With the 2016 federal election now less than a month away, and asylum seekers and refugees one of the issues that will define the campaign of the major parties, events like this one can help with the often negative portrayal of refugees in the media.

A 2013 study by the University of Queensland found that asylum seekers and refugees are portrayed in a visually dehumanising manner by mainstream news sources, usually as large crowds or groups rather than individuals or families.

They argue that this “reinforces a politics of fear that explains why refugees are publicly framed as people plight, dire as it is, nevertheless does not generate a compassionate political response”.

Alex from ARCCO would certainly agree with this sentiment.

“Refugees are talked about so much, it’s such a big topic… they’re being talked about all the time but do people really think about who they’re talking about?
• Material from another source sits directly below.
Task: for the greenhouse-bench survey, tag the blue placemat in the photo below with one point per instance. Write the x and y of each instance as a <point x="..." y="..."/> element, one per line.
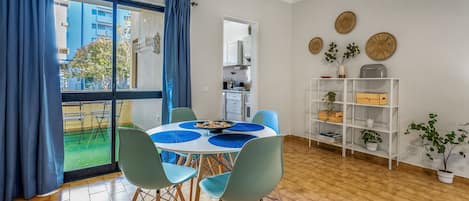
<point x="188" y="125"/>
<point x="174" y="136"/>
<point x="230" y="140"/>
<point x="246" y="127"/>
Someone’s grandfather, someone’s son, someone’s daughter.”

I spoke to Alex only days after Immigration Minister Peter Dutton hit the headlines for his controversial remarks concerning the “illiteracy and innumeracy” of potential asylum seekers, who he argued would “take Australian jobs” or “languish” on the dole.

When asked about this, Alex’s response was insightful: focussing on the qualifications or education level of asylum seekers is missing the point, and can even be considered classist.

“These are people – some of them educated, some not so much – but they’re still contributing and sharing in such an amazing way, and employment is not always the measure of that”.

The third edition of the markets will be held on Saturday the 18th of June, the evening before Refugee Week kicks off for 2016. With more food vendors, craft stalls and a live band all in the pipeline, Alex is firmly positive about the future of the event.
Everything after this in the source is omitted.